STEPHEN MAGUIRE believes it will take something special to stop him after producing snooker of the highest quality to book his place in the German Masters quarter-finals.

Maguire overcame Englishman Mark King 5-2 to set up a mouth-watering last-eight clash with in-form world No.2 Neil Robertson on Friday evening.

The man affectionately known as 'On-Fire Maguire' lived up to his nickname from the off - producing a classy break of 107 in the opening frame.

Although King levelled proceedings at 1-1, a second century break of the match, this time a fluent 119, restored the world No. 12's advantage.

The Romford man did notch another frame but breaks of 74 and 73, the latter after King missed when on a maximum, clinched victory for Maguire.

The win follows an equally impressive first-round triumph over David Gilbert, where the Scot held off a comeback attempt from his opponent to win 5-3 and he must now be considered one of the men to beat in Germany.

And the 33-year-old admits he couldn't be happier with the current state of his game heading into the Robertson showdown.

"I played well," said Maguire. "I made two 70s and two centuries, so that is heavy scoring and I'm pleased with how things went.

"Right now I'm scoring when I get in and the long pots are starting to go in, so I can be quite dangerous.

"In the last frame I knew right away that Mark was on a maximum - when he was on 30 or 40, all the reds were down by the black, so I knew he had a chance.

"He was unlucky because I think if he pots that red with the rest then I think there is only one tricky red on the cushion, so he would have had a good chance of making it.

"That was the key red because if he makes it then it's frame over, so I'm glad he missed it."

Maguire believes he will be the underdog going into his quarter-final with Neil Robertson, who is yet to lose a frame in this tournament.

The Australian has looked imperious downing both Fergal O'Brien and Xiao Guodong 5-0 as he looks to win his first German Masters title.

And while Maguire insists he won't be looking past Robertson, he admits he would also love to lift the trophy for the first time in one of his favourite events.

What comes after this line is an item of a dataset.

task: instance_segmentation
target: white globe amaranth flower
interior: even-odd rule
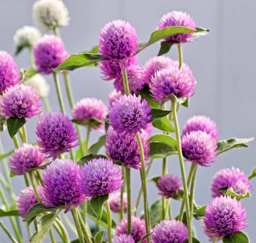
[[[33,87],[41,97],[46,97],[49,95],[50,86],[45,78],[41,74],[36,74],[28,78],[24,83]]]
[[[61,0],[38,0],[33,5],[32,15],[35,22],[45,30],[69,22],[68,9]]]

"This is a brilliant tournament," added Maguire. "It's one of the best venues we play at because the fans get really involved.

"I was lucky enough to play a final here in 2012 [he lost 9-7 to Ronnie O'Sullivan] and to this day it's still the best atmosphere I have ever played in.

"But there are still three matches to go and it doesn't get any easier when you get to the quarter-finals.

"I'll just try to get a frame off Neil in the next match - make it hard for him!

"I'm playing the man in form - his form is probably even better than mine, so I'll be the underdog and we will just see what happens.

"Being the underdog doesn't bother me - if I played Neil five years ago he probably would have been the underdog and it didn't affect me then , so It doesn't bother me now."